Computerized notebooks not only consist of program codes, but also combine text and graphics in one document. In contrast to other systems of this type (such as the software Mathematica or Maple), IPython was open source and allowed contributions from other developers. It also supported the Python programming language, which is very popular among scientists.

In 2014, IPython evolved into Jupyter, which now supports more than 100 programming languages ​​and enables users to process data on remote supercomputers as easily as on their own laptops. "Jupyter has become a standard tool for data scientists," said Nature in 2018. At that time, there were 2.5 million Jupyter notebooks on the code-sharing platform GitHub; meanwhile the number has quadrupled.

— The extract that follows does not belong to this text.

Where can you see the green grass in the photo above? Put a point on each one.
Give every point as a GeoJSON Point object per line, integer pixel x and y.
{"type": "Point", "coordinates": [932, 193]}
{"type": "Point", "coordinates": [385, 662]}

These include those notebooks that document the discovery of gravitational waves in 2016 and the mapping of a black hole in 2019. "We are very proud that we made a small contribution to this groundbreaking work," says Pérez.

10. Fast Learner: AlexNet (2012)

Artificial intelligence (AI) comes in different versions. The old school developed artificial intelligence with codified rules; »Deep learning«, which is dominant today, allows computers to »learn« themselves by simulating the neural structure of the thinking organ. For decades, AI researchers dismissed the second approach as nonsensical, explains computer scientist Geoffrey Hinton from the University of Toronto. But in 2012 his doctoral students Alex Krizhevsky and Ilya Sutskever proved the opposite with »AlexNet«.

The venue was ImageNet, an annual competition in which researchers train their algorithms for object recognition with a million images of everyday objects and then test them with a separate data set. By 2012, the best programs wrongly categorized about a quarter of the images, Hinton recalls. The AlexNet neural network reduced the error rate to an astonishing 16 percent.

A large amount of training data, good programming, and the increasing power of graphics processors have led to this success, according to Hinton. "Suddenly we could run our program 30 times faster," he says, "or learn from 30 times as much data."

The real breakthrough had already taken place three years earlier. Back then, his laboratory created a neural network that could process language far better than conventional AI. These advances heralded the rise of deep learning. Such algorithms are the reason why cell phones understand spoken requests and image analysis programs can recognize biological cells. And that's why AlexNet takes a place among the computer programs that have fundamentally changed science - and thus the world - in recent years.